Bij het inkopen van beschermingsmiddelen tijdens de coronacrisis was er weinig oog voor financiële risico’s. Dat schrijft minister Conny Helder voor Langdurige Zorg en Sport in een brief aan de Tweede Kamer. Sommige leveranciers maakten bijvoorbeeld winsten die niet pasten bij de omstandigheden en er werd niet altijd volgens de richtlijnen ingekocht, concludeert de minister.
Helder baseert zich op aanvullende onderzoeken naar de inkoop van persoonlijke beschermingsmiddelen tijdens de coronacrisis. In enkele gevallen gaat het ministerie onderzoeken of gerechtelijke stappen geoorloofd zijn. Vorig jaar werd al het eerste deel van een driedelig onderzoek gepubliceerd naar de inkoop van mondkapjes bij de zogenoemde Sywertdeal.
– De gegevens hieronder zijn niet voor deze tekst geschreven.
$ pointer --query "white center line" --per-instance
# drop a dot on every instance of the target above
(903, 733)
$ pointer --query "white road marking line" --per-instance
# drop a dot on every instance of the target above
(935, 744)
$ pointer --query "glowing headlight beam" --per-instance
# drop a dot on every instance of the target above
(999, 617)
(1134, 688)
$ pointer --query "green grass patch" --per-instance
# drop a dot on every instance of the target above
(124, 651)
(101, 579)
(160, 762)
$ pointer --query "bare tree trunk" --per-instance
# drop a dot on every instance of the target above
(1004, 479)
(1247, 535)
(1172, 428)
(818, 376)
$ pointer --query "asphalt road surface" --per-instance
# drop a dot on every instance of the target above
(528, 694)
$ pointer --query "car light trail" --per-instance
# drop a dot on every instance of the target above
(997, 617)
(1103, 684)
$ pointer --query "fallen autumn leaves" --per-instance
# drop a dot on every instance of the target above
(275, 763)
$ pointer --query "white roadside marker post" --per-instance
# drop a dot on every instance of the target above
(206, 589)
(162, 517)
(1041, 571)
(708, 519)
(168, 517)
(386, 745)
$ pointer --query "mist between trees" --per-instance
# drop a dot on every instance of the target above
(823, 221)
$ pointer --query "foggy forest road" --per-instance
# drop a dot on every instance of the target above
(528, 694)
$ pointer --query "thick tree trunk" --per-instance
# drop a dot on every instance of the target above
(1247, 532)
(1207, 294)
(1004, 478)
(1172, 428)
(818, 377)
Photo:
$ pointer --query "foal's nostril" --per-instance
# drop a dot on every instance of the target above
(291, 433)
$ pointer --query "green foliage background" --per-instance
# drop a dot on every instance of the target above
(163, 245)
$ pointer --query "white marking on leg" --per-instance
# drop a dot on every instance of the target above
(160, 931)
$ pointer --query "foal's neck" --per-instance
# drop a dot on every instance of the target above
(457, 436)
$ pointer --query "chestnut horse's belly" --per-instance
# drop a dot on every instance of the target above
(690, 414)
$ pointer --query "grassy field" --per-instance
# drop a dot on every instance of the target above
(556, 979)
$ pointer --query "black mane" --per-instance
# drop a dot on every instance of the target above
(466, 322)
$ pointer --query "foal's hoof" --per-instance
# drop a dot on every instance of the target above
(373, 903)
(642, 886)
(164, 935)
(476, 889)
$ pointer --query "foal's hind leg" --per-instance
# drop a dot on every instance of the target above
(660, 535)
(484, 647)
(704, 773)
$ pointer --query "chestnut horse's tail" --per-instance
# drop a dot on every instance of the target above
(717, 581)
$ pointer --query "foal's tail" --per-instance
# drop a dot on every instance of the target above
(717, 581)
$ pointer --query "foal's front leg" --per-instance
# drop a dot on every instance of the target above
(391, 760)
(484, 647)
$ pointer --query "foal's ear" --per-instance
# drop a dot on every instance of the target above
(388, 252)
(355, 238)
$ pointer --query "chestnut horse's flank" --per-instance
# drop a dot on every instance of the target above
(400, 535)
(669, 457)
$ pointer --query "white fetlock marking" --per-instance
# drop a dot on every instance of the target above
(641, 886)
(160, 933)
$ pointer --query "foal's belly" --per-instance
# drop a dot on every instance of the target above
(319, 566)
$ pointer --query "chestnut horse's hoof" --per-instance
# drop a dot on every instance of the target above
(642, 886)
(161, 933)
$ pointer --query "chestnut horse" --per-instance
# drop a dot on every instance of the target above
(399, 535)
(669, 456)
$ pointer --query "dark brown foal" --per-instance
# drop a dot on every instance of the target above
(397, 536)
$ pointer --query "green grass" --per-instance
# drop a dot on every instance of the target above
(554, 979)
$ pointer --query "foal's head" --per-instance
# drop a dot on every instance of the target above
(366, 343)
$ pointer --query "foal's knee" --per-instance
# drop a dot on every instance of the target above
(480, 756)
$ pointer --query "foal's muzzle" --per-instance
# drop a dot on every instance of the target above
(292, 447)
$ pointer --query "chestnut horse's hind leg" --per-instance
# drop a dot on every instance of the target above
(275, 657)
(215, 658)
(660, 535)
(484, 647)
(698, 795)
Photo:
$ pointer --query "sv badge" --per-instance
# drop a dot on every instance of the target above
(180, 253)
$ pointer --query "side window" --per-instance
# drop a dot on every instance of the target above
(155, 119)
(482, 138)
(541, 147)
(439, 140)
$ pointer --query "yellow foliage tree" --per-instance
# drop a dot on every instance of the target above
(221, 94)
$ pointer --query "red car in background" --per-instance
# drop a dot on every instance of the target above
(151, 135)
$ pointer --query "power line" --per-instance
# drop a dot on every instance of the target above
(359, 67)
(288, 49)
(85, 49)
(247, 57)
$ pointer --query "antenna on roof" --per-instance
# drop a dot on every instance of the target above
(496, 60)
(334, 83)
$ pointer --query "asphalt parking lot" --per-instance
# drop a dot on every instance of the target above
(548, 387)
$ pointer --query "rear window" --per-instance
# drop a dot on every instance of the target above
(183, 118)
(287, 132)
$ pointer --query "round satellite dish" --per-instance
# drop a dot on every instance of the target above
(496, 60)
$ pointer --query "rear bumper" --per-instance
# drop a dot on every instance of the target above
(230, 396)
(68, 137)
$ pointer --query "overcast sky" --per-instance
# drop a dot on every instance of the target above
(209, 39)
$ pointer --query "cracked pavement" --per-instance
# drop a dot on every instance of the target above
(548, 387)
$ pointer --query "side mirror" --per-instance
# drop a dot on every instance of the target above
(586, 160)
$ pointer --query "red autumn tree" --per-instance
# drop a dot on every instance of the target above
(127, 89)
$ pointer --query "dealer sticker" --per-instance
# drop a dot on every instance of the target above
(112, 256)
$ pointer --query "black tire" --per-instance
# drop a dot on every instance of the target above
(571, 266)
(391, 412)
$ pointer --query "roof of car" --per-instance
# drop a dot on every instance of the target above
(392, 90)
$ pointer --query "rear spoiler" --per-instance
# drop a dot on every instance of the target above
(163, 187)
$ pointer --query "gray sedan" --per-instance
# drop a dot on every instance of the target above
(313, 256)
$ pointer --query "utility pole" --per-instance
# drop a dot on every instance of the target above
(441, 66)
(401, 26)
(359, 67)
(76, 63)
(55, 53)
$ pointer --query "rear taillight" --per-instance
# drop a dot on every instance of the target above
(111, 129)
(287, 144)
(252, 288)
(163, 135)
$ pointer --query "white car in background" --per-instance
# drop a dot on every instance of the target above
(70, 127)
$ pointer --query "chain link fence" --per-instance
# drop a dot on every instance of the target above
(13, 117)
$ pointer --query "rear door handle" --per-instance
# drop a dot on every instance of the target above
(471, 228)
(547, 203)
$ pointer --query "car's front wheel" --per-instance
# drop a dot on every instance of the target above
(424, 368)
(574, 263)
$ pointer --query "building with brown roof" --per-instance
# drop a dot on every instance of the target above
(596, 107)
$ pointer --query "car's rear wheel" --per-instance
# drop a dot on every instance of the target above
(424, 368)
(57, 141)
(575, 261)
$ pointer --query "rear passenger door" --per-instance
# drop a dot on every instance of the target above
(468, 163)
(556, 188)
Coronabeschermingsmiddelen
De overige twee deelonderzoeken over het inkoopbeleid van coronabeschermingsmiddelen door de overheid in het algemeen zijn nu openbaar gemaakt. Daarbij is niet alleen gekeken naar wat er is ingekocht en voor welke prijs, maar ook of Van Lienden een voorkeursbehandeling kreeg ten opzichte van de andere aanbieders.
Het gaat om vele honderden pagina’s. Op basis van die pagina’s trekt minister Helder al een aantal voorlopige conclusies in een begeleidende brief. Zo wijst ze er in de brief op dat de inkoop onder hoge druk gebeurde, in een crisistijd, en dat er een brede maatschappelijke en politieke wens was om snel zoveel mogelijk beschermingsmiddelen in te kopen.
Ze schrijft ook dat het gelukt is om in korte tijd veel middelen in te kopen. Helder benadrukt in de brief dat die periode misschien “niet goed meer op ons netvlies staat”. Toch is het dus ook duidelijk dat er dingen niet goed zijn gegaan, benadrukt ze.
Flinke winsten
Zo stelt Helder dat “een verhoogde bewustwording en alertheid” op het gebied van eventuele risico’s ontbrak, ofwel niet de hoogste prioriteit had tijdens het kopen van de beschermingsmiddelen. Sommige leveranciers hebben daarbij flinke winsten gemaakt.
Helder: “Het is de vraag of dergelijke marges in crisistijd ethisch verantwoord zijn. De manier waarop sommige leveranciers en hierbij betrokken personen hebben gehandeld vind ik niet passen bij de omstandigheden van dat moment. Individuele belangen speelden daarbij een rol.”
De minister schrijft dat ze de rapporten ook aan het Openbaar Ministerie heeft overgedragen om te onderzoeken of er mogelijk sprake is van “strafrechtelijk verwijtbaar handelen in de onderzochte transacties”.
1,4 miljard euro
De totale inkoop van persoonlijke beschermingsmiddelen door VWS en door het Landelijk Consortium Hulpmiddelen in de periode van januari 2020 tot 1 juni 2021 omvatte ruim 300 transacties met 106 leveranciers. In totaal was daar bijna 1,4 miljard euro mee gemoeid. De onderzoeken hiernaar hebben meer dan 10 miljoen gekost.
Eind vorig jaar maakte de minister al bekend dat het kabinet gaat proberen de schade van de mondkapjesdeal met Van Lienden terug te vorderen.